Year was significantly associated with the presence of L. monocytogenes in the soil samples, with 2018 having lower odds compared to 2017 [odds ratio (OR) = 0.19, 95% CI = 0.08–0.44]. Sampling day was significantly associated with L. monocytogenes positivity, with every sampling day from d30 onwards having lower odds compared to d0B post-manure application. An increase by 10% in soil moisture at the sample-level led to a decrease in odds of L. monocytogenes positivity by a factor of 0.46 (95% CI = 0.32–0.65). An increase of one unit of log (MPN + 1/dry weight of soil) of generic E. coli in the soil on the day of sampling was associated with increased odds of L. monocytogenes presence in the soil samples (OR = 1.45, 95% CI = 95% CI = 1.18–1.79). The presence of L. monocytogenes and other pathogenic bacteria in manure samples were associated with significantly higher odds of L. monocytogenes positivity (OR = 2.89 and 5.24, respectively, 95% CI = 1.10–7.55 and 1.42–19.32). Applying manure in winter was associated with significantly higher odds of L. monocytogenes positivity (OR = 50.78, 95% CI = 9.09–283.76), and summer with significantly lower odds (OR = 0.04, 95% CI = 0.01–0.19), when compared to spring. This differed from the univariable results, where no significant association was observed. The number of year-round staff was also significantly associated with L. monocytogenes presence in the soil samples, with farms employing five or more staff having lower odds compared to farms employing four or fewer staff (OR = 0.02, 95% CI = 0–0.12). Finally, regarding irrigation water source, use of mixed water sources was associated with significantly higher odds of L. monocytogenes presence in the soil samples compared to well water use (OR = 2.73, 95% CI = 1.06–7.07). This differed from the univariable results, where the use of surface water was associated with significantly lower odds of L. monocytogenes positivity, and none of the other water sources significantly differed from well water use. However, with the reduced sample size used for multivariable analysis, there were no positive L. monocytogenes samples in the surface water category, making it impossible to compute an odds ratio. The area under the curve (AUC) was 0.87, the sensitivity 0.80, and the specificity 0.82. Positive and negative predictive values were 0.21 and 0.99, respectively.
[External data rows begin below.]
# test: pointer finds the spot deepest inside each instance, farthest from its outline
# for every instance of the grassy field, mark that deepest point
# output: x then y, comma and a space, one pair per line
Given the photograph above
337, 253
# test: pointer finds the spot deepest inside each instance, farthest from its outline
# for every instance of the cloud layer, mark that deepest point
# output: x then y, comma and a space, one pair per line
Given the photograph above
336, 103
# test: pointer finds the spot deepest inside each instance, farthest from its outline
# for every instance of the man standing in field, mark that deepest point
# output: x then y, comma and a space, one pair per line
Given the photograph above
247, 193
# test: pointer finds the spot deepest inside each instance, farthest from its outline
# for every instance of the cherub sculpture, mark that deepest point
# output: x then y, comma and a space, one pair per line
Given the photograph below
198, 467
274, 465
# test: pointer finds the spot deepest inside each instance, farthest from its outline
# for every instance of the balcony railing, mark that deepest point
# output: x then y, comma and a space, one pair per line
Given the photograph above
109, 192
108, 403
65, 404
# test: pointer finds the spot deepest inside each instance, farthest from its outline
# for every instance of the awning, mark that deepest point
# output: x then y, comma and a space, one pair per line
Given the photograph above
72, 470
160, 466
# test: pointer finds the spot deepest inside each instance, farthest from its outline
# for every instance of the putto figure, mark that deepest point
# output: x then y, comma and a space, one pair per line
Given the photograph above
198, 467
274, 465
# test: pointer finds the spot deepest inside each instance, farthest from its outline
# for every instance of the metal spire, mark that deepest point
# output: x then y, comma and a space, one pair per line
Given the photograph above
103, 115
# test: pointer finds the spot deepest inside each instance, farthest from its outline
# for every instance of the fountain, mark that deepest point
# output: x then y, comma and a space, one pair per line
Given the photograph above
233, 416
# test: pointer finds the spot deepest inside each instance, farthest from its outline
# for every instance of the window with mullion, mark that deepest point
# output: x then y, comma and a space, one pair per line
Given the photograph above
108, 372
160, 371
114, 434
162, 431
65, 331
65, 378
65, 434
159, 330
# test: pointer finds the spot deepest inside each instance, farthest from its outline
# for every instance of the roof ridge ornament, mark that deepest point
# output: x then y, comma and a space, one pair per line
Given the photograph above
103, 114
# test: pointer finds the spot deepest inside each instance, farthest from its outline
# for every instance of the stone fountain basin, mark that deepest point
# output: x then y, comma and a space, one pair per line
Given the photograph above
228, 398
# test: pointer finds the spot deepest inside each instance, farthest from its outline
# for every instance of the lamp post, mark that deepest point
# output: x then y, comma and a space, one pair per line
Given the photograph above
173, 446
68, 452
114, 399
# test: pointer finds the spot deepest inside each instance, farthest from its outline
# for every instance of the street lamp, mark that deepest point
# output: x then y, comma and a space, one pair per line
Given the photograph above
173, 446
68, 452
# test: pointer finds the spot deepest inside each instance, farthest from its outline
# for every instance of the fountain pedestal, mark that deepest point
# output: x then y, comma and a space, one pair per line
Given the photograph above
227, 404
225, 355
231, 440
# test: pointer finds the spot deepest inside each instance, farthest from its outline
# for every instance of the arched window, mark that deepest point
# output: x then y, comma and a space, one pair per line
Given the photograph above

3.2.2. Model 2: weather and soil composition variables
After removing HOBO and wind variables, and subsetting the data by the variables used in model 2 selection, 92% (1,978) of observations were complete and available for multivariable analysis. Results for year, sampling day, concentration of generic E. coli in the soil on the day of sampling, and soil moisture were similar to those of model 1 and will not be described, but details can be found in Table 5. The final multivariable model 2 also included two weather variables and five soil composition variables: precipitation on the day of sampling, average temperature range in the seven days prior to sampling, percentage of organic matter in the soil, cation exchange capacity (CEC), and nitrate (NO3-N), potassium, and calcium levels in soil.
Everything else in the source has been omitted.